Edison: Food + Drink Lab
912 West Kennedy Boulevard, Tampa. Tel. (813) 254-7111
Run by the owners of Bern’s Steak House, Haven is a fashionable modern American bistro, with an outstanding wine list and an innovative menu organized according to slightly confusing and pretentious subheads: “Roots & Leaves” means salads, pasta and vegetables, while “Curds and Whey” features cheese dishes. Ignore these categories and start with some Gouda fritters with fenugreek ranch dip, roasted cauliflower with yuzu-and-plum brown butter, and charred scallops with Singaporean chile-crab sauce, and then try the lobster-and-avocado causa, grilled salmon with chermoula vinaigrette, duck confit tacos, and piri-piri quail with coconut-peanut sauce. The atmosphere here is relaxed, and the service is charming.

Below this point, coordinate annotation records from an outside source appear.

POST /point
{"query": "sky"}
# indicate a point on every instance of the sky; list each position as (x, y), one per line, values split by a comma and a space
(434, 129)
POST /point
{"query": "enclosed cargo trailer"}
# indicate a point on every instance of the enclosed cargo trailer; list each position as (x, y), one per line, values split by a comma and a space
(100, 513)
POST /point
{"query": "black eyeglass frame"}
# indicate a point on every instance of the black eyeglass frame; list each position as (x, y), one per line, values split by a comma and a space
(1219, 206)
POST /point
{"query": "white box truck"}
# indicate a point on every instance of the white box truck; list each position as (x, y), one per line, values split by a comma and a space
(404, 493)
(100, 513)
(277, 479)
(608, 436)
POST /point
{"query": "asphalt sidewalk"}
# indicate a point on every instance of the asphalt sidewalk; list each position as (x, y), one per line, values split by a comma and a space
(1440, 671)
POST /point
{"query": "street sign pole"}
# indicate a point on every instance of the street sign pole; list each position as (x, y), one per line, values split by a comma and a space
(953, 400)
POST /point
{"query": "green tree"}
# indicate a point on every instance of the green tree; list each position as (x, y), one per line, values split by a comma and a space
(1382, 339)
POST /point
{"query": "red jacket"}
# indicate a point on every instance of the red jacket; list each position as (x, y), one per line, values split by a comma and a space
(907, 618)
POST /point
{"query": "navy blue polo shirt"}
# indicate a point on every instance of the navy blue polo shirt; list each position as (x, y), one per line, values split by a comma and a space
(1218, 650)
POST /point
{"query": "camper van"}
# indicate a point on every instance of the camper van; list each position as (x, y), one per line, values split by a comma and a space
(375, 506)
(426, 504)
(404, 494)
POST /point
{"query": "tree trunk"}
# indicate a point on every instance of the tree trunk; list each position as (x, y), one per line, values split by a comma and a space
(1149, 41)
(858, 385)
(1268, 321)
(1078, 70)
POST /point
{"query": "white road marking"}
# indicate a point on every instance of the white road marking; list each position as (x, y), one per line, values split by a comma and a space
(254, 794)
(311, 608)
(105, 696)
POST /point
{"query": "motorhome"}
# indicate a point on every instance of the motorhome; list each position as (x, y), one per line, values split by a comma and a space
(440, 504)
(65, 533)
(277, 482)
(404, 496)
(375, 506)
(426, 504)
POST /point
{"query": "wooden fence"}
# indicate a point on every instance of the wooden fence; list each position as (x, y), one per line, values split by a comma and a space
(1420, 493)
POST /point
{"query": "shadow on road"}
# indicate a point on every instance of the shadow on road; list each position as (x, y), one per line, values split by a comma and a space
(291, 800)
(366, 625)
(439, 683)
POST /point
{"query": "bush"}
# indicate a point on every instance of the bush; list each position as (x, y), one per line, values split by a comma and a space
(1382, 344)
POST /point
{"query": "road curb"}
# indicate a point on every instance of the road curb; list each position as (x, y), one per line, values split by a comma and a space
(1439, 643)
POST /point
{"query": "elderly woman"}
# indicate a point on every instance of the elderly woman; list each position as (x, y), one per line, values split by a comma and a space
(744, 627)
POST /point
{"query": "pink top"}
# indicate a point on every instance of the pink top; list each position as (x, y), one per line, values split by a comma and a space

2208 West Morrison Avenue, Tampa. Tel. (813) 258-2233
Located in Tampa’s trendy Seminole Heights neighborhood, restaurateurs Ferrell Alvarez and Ty Rodriguez’s modern American table has repeatedly ranked as the best restaurant in the city by local critics and food bloggers. Chef Brian Lampe’s small-plates menu runs to dishes like sea bass belly with glass noodle-crab salad, fried quail with hot-pepper aioli, chicken-fried grouper cheeks with corn pone and braised-collard mayonnaise, and gnocchi with short ribs, smoked ricotta and stewed tomatoes. Don’t miss the ricotta-strawberry cake with roasted-strawberry juice and strawberry-shiso sorbet for dessert.
Rooster & the Till
6500 North Florida Avenue, Tampa. Tel. (813) 374-8940
Since it first opened, in 1956, this set of low-lit, red-carpeted dining rooms with red velvet-upholstered chairs has won a reputation as one of the best steakhouses in the United States. Leaving the vintage “Mad Men” décor to one side, the menu is an ode to traditional American dining, with a serious caviar selection and one of the best wine lists in the country. Start off with a Maine lobster cocktail, oysters on the half shell or tuna tartare, and then choose your steak. (Chicken, fish and other mains are also available.)